To answer that you need to take a look at exactly what it was that did change. When I search in Google now for questions that were asked on Stack Overflow, at least for the queries I checked, I now see SO ranking instead of sites that scrape their content. This is of course how it should be, and the main concern that the people from that community were
bitching giving feedback about to Matt. Stack Overflow is, as I mentioned, the site that was co-founded by Jeff Atwood, who is the author of the much quoted post that generated quite a bit of buzz about Google’s decline in quality. Many of the frequenters of Stack Overflow are also regulars on Hacker News which (not so) coincidentally Matt decided to hold a good portion of the discussion about these changes, both before and after they were implemented. While the HN and SO communities in and of themselves might be tiny compared to the web as a whole, the fact is that their voices do carry within the online community. Start buzz there about Google showing quite a bit of improvement and it has a very good chance of spreading, even if the data set demonstrating that is overall quite small. Add to that the fact that Richard Rosenblatt, CEO of Demand Media knows that the changes aren’t targeted at his company (and when asked if Google had discussed the changes with him, replies “I can’t comment on that.”), and then toss in Jason Calacanis’s ingratiating comments on Matt’s blog post about the changes going live:
It was clear that Mahalo was getting grouped into the “content farm” space… – Jason Calacanis
No kidding? Really? Past tense there, eh Jason?

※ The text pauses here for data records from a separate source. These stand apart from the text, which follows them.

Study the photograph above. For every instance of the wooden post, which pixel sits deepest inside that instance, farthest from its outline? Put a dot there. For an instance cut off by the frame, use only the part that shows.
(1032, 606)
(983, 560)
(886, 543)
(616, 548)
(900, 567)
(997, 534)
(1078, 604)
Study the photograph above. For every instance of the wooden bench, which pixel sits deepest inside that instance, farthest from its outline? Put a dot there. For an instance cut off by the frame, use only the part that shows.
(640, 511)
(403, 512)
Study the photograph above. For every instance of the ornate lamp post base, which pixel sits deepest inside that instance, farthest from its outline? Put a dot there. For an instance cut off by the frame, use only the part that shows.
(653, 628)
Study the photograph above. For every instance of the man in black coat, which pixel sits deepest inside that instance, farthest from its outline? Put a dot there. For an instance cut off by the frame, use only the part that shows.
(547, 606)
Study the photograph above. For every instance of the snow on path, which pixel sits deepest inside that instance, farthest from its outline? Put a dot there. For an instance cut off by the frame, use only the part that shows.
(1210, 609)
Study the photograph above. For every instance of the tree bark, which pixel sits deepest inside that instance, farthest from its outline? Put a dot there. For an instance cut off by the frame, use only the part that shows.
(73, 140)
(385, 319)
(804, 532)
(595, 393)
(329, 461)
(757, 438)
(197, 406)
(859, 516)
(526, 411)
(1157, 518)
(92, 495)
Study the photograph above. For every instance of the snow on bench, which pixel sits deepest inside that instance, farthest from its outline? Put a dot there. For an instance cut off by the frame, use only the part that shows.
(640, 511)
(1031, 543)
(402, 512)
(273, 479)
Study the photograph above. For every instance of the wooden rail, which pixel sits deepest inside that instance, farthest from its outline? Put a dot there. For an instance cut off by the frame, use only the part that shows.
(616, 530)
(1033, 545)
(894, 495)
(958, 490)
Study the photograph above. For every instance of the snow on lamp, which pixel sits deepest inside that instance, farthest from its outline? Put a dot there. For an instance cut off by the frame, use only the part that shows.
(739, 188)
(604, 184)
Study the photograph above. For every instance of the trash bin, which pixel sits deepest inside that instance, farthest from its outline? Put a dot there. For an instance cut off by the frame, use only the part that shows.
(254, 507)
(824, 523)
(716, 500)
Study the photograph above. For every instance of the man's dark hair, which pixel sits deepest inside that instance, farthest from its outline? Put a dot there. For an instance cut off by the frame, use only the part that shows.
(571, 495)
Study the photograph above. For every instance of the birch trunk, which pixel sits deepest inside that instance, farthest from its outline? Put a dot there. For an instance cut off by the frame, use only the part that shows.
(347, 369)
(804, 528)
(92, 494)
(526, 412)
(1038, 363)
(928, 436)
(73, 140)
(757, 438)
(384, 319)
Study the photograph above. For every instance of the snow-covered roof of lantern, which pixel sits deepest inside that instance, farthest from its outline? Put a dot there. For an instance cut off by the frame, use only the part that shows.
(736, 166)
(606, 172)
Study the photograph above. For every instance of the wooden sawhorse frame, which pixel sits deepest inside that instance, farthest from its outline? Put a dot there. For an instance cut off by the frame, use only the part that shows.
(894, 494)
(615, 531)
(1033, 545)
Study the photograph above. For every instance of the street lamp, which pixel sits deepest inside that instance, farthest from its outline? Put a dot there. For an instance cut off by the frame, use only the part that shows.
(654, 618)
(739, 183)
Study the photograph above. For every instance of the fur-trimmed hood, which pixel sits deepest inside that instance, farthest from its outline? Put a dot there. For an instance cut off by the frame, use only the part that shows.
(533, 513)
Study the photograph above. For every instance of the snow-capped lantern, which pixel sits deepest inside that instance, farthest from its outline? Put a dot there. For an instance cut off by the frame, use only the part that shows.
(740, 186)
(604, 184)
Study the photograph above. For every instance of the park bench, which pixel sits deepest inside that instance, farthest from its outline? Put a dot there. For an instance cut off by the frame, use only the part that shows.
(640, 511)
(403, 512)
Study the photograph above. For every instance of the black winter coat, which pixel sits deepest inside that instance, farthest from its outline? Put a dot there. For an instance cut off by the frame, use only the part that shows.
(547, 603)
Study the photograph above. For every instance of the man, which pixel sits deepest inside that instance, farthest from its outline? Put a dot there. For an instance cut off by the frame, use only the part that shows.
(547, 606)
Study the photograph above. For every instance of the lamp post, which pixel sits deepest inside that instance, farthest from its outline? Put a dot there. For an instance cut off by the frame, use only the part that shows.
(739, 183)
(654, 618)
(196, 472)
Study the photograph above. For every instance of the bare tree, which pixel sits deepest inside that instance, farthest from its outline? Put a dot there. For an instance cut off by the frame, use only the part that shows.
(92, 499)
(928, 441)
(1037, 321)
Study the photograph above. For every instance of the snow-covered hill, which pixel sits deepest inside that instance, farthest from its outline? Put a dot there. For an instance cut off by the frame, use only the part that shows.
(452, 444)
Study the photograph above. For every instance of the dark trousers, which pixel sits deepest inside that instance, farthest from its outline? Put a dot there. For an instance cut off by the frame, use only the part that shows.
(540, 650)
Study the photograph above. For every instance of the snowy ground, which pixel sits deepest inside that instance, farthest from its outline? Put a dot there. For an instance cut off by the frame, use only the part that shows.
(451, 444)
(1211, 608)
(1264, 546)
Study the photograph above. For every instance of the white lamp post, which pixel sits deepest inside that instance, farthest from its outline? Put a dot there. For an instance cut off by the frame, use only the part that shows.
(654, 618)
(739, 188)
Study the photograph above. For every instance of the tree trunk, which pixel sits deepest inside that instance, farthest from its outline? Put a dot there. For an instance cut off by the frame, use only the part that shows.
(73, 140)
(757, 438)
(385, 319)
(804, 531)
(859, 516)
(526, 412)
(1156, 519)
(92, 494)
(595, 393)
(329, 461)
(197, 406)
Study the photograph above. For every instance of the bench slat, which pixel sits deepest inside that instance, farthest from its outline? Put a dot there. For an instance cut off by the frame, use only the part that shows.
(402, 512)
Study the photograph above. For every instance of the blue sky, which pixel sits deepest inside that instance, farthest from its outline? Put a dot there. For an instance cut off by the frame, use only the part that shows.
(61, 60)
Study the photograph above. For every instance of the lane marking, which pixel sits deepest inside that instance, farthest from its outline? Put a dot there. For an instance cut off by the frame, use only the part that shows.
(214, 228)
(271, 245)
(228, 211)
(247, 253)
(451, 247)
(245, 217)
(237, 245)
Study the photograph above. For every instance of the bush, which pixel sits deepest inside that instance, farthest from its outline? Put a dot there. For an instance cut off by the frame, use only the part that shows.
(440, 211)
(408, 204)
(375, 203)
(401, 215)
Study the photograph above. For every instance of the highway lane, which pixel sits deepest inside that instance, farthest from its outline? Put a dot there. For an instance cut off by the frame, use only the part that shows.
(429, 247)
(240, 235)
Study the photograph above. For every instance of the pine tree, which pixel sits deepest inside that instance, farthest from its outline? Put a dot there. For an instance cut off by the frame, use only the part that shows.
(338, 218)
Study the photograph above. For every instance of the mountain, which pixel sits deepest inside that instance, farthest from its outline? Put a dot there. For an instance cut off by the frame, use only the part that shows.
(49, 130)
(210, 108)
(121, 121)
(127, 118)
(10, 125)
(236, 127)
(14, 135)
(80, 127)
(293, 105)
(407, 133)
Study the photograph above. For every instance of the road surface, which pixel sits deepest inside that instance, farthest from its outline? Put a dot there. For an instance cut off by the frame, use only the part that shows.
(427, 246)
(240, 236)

So Matt loosely ties the concepts of “content farms” and “scrapers” together in a blog post on the official Google Blog, and claims that they are taking action against them. He then announces a change that appears to only affect scraper sites, and furthermore only those scraping a specific dissatisfied community, publicly thanks that community for their help, and then doesn’t mention the phrase “content farm” again. Even though the changes were practically non-existent, there is a good chance that the overall impression from those who don’t look too closely is that action was indeed taken, and that if what were formerly referred to as content farms are still ranking well, then obviously they must be there for a reason.
From a strategic standpoint it’s actually rather clever. If I were Google and I needed to conceal special relationships I had with companies (especially if I was thinking that the FTC might want to get involved in my business) then I too would probably try very hard to sway the public opinion about the labels attached to the sites those companies owned, and shift the focus to something I could fix without caring about the damage, and then crowd source a tech community to help spread the impression that things were better. Most people probably won’t even pay enough attention to notice.